Generative AI-Driven Molecular Design: Combining Predictive Models and Reinforcement Learning for Tailored Molecule Generation

Teslim Olayiwola,Miriam Nnadili,Jose Romagnoli,Andrew Okafor,David Akinpelu
DOI: https://doi.org/10.26434/chemrxiv-2023-wcrv3
2023-11-17
Abstract:Molecular design is a critical aspect of various scientific and industrial fields, where the properties of molecules hold significant importance. In this study, a three-fold methodology design is presented that leverages the power of generative artificial intelligence (AI), predictive modeling, and reinforcement learning to create tailored molecules with desired properties. This model synergistically combines deep learning techniques with Self-Referencing Embedded Strings (SELFIES) molecular representation to build a generative model which generates valid molecules and a graphical neural network model that accurately forecasts molecular properties. The Variational Autoencoder (VAE) coupled with reinforcement learning, helps refine molecule generation based on targeted attributes. Data from an experimental study involving surfactants was used to test the framework. Saliency maps for the generated surfactants were produced to identify the features explaining the property values. The results showed that the proposed framework can effectively produce valid molecules within the set property threshold value. This approach not only streamlines molecular design for surfactant systems but also augurs transformative advancements across different scientific and industrial landscapes.
Chemistry
What problem does this paper attempt to address?
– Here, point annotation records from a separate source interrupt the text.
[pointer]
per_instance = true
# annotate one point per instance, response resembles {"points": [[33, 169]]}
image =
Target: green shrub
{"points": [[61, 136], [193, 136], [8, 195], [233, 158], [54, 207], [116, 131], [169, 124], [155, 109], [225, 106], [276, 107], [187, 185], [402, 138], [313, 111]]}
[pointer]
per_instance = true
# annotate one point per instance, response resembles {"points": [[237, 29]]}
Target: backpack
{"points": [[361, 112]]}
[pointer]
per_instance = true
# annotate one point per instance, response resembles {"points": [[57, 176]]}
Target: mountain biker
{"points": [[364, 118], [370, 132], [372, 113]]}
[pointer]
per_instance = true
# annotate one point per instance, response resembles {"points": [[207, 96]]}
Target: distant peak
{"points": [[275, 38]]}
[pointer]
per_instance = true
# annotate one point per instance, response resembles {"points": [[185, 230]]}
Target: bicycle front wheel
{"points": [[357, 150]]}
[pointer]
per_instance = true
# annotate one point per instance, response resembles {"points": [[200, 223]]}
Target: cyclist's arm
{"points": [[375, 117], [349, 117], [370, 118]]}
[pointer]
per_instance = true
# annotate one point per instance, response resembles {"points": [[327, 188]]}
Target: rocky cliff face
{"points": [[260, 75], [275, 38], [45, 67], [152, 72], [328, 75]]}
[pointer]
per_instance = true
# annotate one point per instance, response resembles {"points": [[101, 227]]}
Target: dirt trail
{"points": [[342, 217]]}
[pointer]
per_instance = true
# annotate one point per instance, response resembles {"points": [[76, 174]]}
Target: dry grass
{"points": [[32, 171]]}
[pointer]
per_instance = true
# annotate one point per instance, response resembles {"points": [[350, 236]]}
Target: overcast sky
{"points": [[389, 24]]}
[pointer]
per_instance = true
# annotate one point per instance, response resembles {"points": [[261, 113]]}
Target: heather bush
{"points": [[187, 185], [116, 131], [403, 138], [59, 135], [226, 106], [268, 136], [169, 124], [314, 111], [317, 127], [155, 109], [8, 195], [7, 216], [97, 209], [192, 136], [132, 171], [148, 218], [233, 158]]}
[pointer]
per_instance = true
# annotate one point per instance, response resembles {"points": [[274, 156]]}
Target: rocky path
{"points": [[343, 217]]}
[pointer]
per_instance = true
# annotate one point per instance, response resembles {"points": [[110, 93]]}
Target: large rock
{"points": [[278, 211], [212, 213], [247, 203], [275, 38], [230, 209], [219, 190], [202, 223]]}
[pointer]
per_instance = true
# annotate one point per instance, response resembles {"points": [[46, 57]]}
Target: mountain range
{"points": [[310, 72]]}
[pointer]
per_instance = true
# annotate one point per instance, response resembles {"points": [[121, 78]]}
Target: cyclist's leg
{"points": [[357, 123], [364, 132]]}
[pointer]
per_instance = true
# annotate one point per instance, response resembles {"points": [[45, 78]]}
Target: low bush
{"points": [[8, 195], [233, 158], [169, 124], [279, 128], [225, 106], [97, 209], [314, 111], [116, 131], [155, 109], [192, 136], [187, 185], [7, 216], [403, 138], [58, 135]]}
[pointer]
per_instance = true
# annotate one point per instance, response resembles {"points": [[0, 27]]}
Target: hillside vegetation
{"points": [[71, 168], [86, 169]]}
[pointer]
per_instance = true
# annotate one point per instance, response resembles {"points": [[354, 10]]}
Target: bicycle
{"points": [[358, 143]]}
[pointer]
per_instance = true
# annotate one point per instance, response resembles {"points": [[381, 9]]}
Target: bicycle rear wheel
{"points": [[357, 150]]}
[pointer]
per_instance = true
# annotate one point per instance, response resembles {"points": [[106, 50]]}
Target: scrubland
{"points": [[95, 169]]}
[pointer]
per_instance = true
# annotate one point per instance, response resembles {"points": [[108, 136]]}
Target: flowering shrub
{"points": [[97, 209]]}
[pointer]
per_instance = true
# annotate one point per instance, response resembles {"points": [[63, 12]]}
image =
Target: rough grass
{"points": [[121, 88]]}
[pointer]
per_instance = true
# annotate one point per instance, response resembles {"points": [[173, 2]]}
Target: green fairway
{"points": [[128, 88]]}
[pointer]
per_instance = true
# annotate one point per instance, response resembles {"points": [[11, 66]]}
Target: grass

The paper aims to address the problem of how to use artificial intelligence (AI) to generate molecules with specific attributes. The research proposes a triple approach that combines predictive models, reinforcement learning, and generative AI to create customized molecules. Specifically, it uses deep learning techniques along with SELFIES (a string representation that guarantees the generation of valid molecules) to build a generative model, and predicts molecular properties through variational autoencoders (VAE) and graph neural networks (GNN). Molecular generation is optimized based on target attributes through reinforcement learning. The experiments demonstrate that this framework can effectively generate valid molecules within set thresholds, particularly in designing surfactant molecules with low critical micelle concentration (CMC). This approach not only simplifies the process of designing specific molecules but also indicates potential transformations in various scientific and industrial fields.